For frameworks that don’t expose hooks, wrap the whole run in flyte.group(...) to keep its trace tidy:

@env.task(report=True)
async def run_agent(prompt: str) -> str:
    with flyte.group("my-framework-run"):  # groups everything below under one span
        # --> your framework invocation
        ...

Fan out across containers

Run many independent agents in parallel, each in its own container, with asyncio.gather().
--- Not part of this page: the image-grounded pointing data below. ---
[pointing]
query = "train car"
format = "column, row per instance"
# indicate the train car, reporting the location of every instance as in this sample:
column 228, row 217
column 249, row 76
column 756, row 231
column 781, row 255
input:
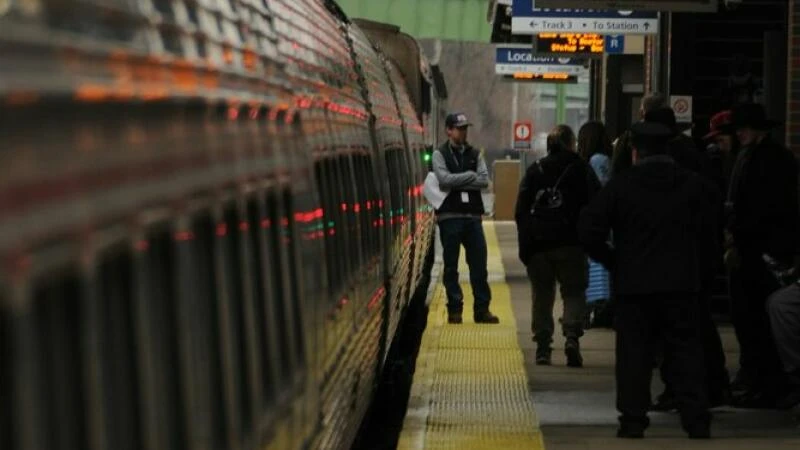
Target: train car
column 211, row 220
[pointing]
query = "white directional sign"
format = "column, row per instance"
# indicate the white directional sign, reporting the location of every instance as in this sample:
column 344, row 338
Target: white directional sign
column 639, row 5
column 526, row 19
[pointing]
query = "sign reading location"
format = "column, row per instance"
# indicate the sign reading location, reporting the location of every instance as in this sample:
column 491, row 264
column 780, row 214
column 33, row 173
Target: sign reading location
column 583, row 44
column 510, row 60
column 522, row 135
column 526, row 19
column 553, row 78
column 638, row 5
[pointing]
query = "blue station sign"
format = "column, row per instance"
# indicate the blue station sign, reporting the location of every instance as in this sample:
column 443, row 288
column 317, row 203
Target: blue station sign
column 527, row 19
column 515, row 59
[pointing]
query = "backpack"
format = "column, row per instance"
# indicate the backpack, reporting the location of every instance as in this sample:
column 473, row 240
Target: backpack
column 550, row 215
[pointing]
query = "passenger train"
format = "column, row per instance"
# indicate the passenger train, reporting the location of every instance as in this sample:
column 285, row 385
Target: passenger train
column 211, row 220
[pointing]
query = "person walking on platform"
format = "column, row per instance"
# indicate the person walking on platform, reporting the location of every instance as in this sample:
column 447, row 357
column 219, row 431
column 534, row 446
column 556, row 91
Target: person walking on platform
column 664, row 221
column 461, row 170
column 762, row 220
column 594, row 147
column 621, row 155
column 550, row 198
column 784, row 313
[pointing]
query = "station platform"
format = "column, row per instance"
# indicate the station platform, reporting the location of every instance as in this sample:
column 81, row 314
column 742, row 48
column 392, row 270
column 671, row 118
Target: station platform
column 477, row 387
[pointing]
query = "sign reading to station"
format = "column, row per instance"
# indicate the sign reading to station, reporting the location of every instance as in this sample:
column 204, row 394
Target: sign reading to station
column 511, row 60
column 583, row 44
column 615, row 44
column 525, row 19
column 554, row 78
column 638, row 5
column 522, row 135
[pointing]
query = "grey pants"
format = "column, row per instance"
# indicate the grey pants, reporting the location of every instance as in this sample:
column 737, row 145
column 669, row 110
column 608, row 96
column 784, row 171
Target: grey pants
column 783, row 308
column 568, row 266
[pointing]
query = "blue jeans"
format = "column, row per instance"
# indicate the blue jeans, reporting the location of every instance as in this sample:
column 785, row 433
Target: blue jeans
column 467, row 232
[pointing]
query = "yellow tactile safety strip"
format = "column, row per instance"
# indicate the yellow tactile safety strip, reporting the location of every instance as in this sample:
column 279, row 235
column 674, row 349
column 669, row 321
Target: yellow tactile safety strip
column 470, row 390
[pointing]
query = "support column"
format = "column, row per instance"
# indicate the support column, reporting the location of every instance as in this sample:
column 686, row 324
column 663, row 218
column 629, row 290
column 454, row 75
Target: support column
column 793, row 79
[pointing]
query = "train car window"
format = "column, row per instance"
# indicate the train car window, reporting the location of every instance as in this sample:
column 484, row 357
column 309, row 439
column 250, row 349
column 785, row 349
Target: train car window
column 156, row 320
column 207, row 292
column 343, row 225
column 172, row 42
column 119, row 362
column 353, row 243
column 236, row 322
column 262, row 281
column 329, row 208
column 7, row 435
column 191, row 12
column 164, row 7
column 57, row 321
column 395, row 189
column 295, row 280
column 366, row 193
column 274, row 246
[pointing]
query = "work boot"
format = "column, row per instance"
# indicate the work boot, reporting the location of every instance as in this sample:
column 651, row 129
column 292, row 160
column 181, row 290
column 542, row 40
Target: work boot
column 454, row 318
column 632, row 427
column 486, row 317
column 543, row 355
column 572, row 349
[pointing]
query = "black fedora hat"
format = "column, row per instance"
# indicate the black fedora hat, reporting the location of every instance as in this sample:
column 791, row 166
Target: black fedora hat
column 751, row 115
column 666, row 116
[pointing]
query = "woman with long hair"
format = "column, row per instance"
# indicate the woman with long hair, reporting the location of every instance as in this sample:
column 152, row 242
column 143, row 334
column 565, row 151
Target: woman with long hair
column 595, row 148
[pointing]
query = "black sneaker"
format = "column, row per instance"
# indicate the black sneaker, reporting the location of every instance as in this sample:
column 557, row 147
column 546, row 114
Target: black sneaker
column 665, row 403
column 454, row 318
column 573, row 351
column 632, row 428
column 630, row 432
column 543, row 355
column 486, row 317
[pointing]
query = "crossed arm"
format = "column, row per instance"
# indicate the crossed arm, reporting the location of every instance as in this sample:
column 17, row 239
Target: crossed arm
column 468, row 180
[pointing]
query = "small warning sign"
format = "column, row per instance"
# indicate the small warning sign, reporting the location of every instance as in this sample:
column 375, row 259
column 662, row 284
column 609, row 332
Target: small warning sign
column 522, row 135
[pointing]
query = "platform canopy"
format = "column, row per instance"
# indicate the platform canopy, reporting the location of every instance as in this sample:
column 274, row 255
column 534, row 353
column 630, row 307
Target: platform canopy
column 462, row 20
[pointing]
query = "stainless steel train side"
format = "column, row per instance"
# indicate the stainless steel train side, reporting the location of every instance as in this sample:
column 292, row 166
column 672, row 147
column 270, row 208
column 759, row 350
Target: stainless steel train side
column 211, row 221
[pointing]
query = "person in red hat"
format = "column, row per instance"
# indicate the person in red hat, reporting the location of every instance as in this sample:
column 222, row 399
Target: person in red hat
column 723, row 146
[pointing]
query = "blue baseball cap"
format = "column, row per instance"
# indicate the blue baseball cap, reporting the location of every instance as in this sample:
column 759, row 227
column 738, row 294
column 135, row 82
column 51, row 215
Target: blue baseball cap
column 456, row 120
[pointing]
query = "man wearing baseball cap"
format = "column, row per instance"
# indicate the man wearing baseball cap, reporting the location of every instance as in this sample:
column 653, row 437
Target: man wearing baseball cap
column 461, row 170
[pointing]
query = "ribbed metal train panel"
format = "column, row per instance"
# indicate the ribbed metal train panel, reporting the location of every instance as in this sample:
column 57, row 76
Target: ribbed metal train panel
column 193, row 225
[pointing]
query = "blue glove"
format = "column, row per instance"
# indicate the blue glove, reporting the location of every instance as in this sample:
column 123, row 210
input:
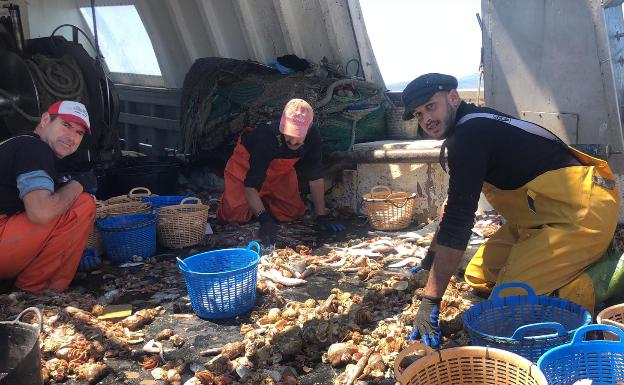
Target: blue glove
column 325, row 223
column 90, row 260
column 426, row 326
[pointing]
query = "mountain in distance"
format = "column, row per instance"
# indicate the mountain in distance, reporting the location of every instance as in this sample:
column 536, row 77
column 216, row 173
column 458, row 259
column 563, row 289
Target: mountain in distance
column 466, row 82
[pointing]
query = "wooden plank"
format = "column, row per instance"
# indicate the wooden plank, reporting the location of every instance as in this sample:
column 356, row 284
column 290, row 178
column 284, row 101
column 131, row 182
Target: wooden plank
column 149, row 121
column 147, row 95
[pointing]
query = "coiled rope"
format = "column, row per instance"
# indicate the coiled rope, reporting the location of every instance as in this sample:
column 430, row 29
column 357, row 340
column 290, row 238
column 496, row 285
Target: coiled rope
column 61, row 77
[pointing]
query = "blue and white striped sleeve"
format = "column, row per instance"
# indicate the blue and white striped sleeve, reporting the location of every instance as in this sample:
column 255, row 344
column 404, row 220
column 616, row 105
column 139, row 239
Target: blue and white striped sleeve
column 34, row 180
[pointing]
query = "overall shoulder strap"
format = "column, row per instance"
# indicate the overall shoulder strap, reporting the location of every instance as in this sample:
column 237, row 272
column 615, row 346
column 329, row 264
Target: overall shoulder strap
column 15, row 137
column 529, row 127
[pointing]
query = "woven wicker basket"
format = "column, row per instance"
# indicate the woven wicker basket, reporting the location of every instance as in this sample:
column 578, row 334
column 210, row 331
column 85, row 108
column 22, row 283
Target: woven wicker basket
column 126, row 208
column 389, row 210
column 399, row 128
column 95, row 238
column 134, row 195
column 466, row 365
column 182, row 225
column 614, row 316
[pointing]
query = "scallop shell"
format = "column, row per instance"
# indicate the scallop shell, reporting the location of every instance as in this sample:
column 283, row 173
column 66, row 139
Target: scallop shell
column 150, row 363
column 159, row 373
column 176, row 340
column 205, row 377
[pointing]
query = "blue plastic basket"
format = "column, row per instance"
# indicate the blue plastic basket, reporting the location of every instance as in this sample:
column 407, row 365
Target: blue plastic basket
column 600, row 361
column 166, row 200
column 128, row 235
column 528, row 325
column 222, row 283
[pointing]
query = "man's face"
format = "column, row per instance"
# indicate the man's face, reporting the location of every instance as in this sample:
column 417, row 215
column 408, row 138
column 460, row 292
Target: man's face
column 62, row 136
column 437, row 116
column 293, row 142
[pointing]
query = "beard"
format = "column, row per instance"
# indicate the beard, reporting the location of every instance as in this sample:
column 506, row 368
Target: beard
column 449, row 119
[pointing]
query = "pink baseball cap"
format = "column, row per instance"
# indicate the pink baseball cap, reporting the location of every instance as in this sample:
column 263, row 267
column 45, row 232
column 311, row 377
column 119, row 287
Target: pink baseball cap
column 296, row 118
column 71, row 112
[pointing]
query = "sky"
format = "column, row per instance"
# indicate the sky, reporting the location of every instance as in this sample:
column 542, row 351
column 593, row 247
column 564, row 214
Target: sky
column 412, row 37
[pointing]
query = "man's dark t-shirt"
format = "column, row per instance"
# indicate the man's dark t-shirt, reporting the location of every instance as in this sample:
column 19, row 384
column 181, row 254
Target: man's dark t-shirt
column 22, row 155
column 486, row 150
column 266, row 143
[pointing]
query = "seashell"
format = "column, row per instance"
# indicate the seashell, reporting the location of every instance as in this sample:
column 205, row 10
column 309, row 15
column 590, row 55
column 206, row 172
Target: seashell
column 246, row 328
column 242, row 371
column 71, row 353
column 340, row 353
column 399, row 285
column 290, row 313
column 363, row 316
column 138, row 319
column 57, row 369
column 45, row 375
column 172, row 376
column 272, row 316
column 193, row 381
column 92, row 372
column 176, row 340
column 299, row 266
column 159, row 373
column 233, row 350
column 281, row 325
column 205, row 377
column 219, row 364
column 196, row 367
column 50, row 345
column 150, row 363
column 223, row 380
column 164, row 334
column 376, row 362
column 97, row 310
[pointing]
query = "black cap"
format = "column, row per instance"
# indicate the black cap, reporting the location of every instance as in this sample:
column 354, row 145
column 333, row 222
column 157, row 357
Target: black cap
column 421, row 89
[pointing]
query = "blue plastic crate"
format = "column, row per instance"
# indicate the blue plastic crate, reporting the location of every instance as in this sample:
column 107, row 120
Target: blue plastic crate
column 600, row 361
column 166, row 200
column 128, row 235
column 222, row 283
column 528, row 325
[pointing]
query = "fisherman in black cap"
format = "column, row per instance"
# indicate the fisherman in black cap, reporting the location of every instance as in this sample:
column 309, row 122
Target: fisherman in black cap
column 560, row 204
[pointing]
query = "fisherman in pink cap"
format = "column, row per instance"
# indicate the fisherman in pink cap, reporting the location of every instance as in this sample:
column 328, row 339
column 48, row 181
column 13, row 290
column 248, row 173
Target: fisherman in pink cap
column 261, row 176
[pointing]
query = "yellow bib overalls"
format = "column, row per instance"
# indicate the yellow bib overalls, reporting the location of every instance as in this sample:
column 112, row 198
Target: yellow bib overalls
column 558, row 224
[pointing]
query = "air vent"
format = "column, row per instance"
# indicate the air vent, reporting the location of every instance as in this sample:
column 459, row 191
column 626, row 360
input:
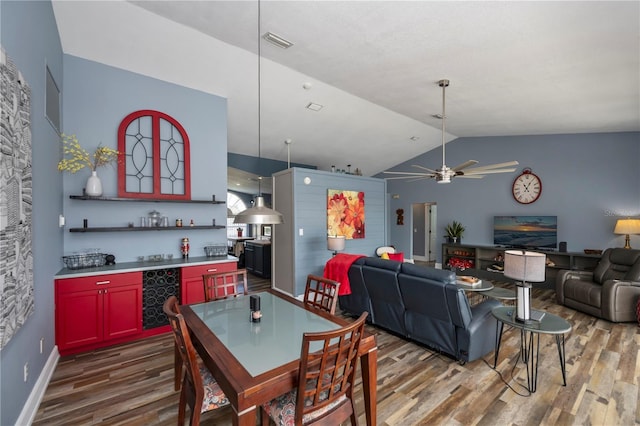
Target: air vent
column 277, row 40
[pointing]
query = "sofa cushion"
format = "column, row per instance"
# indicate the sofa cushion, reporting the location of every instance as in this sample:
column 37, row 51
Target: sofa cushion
column 586, row 292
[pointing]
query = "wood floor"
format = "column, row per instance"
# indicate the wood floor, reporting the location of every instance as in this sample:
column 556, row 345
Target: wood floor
column 132, row 384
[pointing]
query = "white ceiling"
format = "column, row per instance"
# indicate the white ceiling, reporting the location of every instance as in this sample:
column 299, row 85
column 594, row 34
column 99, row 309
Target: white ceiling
column 516, row 68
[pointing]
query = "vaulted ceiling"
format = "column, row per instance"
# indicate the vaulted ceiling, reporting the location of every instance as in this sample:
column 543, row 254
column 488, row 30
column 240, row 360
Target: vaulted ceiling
column 516, row 68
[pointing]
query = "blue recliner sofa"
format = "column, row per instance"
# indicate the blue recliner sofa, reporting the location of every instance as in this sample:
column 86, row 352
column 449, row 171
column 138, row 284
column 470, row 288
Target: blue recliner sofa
column 421, row 304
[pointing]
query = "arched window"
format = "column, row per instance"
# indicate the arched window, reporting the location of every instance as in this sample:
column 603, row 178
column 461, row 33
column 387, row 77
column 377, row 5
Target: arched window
column 157, row 161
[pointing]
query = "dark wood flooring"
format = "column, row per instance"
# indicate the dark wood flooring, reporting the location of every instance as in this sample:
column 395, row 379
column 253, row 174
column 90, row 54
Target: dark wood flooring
column 131, row 384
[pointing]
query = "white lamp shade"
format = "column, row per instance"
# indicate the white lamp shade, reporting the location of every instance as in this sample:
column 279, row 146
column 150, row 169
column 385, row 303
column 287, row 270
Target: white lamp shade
column 627, row 226
column 524, row 265
column 335, row 243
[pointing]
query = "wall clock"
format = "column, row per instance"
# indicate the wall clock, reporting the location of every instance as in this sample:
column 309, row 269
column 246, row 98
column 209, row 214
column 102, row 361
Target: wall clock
column 527, row 187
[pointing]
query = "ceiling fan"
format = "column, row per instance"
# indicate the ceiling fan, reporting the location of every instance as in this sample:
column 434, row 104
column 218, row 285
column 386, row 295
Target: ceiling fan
column 445, row 173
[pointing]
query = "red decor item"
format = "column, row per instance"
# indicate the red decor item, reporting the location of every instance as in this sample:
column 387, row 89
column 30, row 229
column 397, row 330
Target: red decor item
column 337, row 269
column 396, row 256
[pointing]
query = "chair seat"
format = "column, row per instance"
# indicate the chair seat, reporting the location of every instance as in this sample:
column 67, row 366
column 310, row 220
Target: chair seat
column 213, row 395
column 283, row 409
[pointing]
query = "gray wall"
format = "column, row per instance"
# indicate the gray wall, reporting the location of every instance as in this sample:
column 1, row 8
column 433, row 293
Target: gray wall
column 588, row 181
column 305, row 207
column 30, row 37
column 97, row 98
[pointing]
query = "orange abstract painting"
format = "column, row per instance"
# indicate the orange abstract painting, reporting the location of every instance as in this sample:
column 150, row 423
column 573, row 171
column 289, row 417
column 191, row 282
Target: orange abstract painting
column 345, row 213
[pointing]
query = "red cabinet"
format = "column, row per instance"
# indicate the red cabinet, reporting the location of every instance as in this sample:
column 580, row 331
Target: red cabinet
column 192, row 288
column 97, row 309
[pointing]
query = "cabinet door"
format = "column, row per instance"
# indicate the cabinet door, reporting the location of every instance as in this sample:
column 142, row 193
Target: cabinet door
column 250, row 257
column 122, row 311
column 191, row 285
column 79, row 318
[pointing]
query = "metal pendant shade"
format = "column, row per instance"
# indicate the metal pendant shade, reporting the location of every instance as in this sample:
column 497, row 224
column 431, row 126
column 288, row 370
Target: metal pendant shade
column 259, row 214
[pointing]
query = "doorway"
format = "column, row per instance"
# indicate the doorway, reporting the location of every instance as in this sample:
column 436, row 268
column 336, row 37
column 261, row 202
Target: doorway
column 423, row 219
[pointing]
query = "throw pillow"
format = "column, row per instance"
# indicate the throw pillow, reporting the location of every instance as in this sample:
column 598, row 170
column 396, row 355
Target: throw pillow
column 397, row 256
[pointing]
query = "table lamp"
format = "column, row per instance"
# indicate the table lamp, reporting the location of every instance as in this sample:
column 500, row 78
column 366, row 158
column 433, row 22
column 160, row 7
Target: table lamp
column 335, row 243
column 627, row 227
column 525, row 267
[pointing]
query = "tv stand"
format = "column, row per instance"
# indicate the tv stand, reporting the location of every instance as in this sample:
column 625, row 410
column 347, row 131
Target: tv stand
column 484, row 259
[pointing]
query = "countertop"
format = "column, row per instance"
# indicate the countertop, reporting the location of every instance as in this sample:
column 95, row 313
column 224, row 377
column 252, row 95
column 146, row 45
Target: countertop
column 143, row 266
This works for any framework because each call is just an awaited task.

import asyncio


@env.task
async def run_one(task_input: str) -> str:
    # --> one self-contained agent run for a single input
    ...


@env.task
async def run_many(inputs: list[str]) -> list[str]:
    # Each run_one call lands in its own container.
    results = await asyncio.gather(*[run_one(i) for i in inputs])
    return list(results)

Checklist

To bring any Python agent framework onto Union.ai:

  1. Wrap the run: call the framework’s entry point inside an @env.task.
  2. Declare deps: add the framework + provider packages to the task’s image.
  3. Supply secrets: mount model-provider API keys via flyte.Secret.
  4. (Optional) Durable tools: have tools delegate to @env.tasks.
  5. (Optional) Observe: decorate hooks/steps with @flyte.trace, or wrap in flyte.group(...).
  6. (Optional) Scale: fan out with asyncio.gather() for parallel, per-container runs.